Location
- Pretoria, Gauteng South Africa 25°44.230′S 28°16.187′E﻿ / ﻿25.737167°S 28.269783°E

Information
- Type: Private, coeducational
- Motto: Viriliter Age (Act Courageously)
- Religious affiliation: Roman Catholic
- Established: 1 September 1922; 103 years ago
- Headmaster: Mr. Derek Bradley
- Exam board: IEB
- Grades: 000–12 (PreK-12)
- Gender: Boys & Girls
- Age: 4 to 18
- Enrollment: 700 pupils
- Language: English
- Schedule: 07:30 – 14:00
- Campus: Urban Campus
- Campus type: Suburban
- Colours: Blue Green Yellow White
- Slogan: Faith – Leadership – Excellence
- Newspaper: CBC Herald
- Website: www.cbcpretoria.co.za

= Christian Brothers' College, Mount Edmund =

The Christian Brothers' College, Mount Edmund (formerly Christian Brothers' College St. Gabriel's until 1969) is a private, Roman Catholic high school in Pretoria, South Africa.
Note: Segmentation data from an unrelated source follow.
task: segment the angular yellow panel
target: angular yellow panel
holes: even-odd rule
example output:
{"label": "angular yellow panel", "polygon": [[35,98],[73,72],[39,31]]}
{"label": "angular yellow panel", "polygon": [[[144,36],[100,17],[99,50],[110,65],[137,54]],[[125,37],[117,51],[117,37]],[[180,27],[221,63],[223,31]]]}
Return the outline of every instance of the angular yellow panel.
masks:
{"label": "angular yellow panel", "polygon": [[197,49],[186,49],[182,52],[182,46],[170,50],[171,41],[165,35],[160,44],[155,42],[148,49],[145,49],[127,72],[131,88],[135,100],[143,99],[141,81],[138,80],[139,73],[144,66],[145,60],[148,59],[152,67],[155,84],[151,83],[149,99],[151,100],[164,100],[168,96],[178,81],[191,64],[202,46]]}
== Principals and headmasters ==

| Principal | Years | Deputy Principal | Years |
| Br. J.J. Mullen, CFC | 1922-23-? | unknown | 1922–97 |
| unknown | 1923–67 |
| Br. Leopold Kennedy, CFC | ?-1967-68 |
| Br. Smith, CFC | 1968–69 |
| Br. Thackaberry, CFC | 1969-70-? |
| Br. Kelleher | 1970–76 |
| Br. Farrel | 1976–85 |
| Br. O'Neill, CFC | 1985–88 |
| Br. McCarthy, CFC | 1988–91 |
| David Olivier | 1991–96 |
| Headmaster | Years | Deputy Headmaster | Years |
| Mr. E.J. Brown | 1997–2002 | Alec Hartley | 1997–2008 |
| Peter R. Ross | 2002–2016 | Michael Pike | 2008– |
| Bernard Langton | 2017 – 2023 |
| Derek Bradley | 2024 - |  |  |

==Emmanuel Place of Hope==

For a number of years the college has supported a small pre-school in Soshanguve, Emmanuel Place of Hope. This school has grown from a settlement on a landfill site to a functional container school with classrooms, a playground and staff.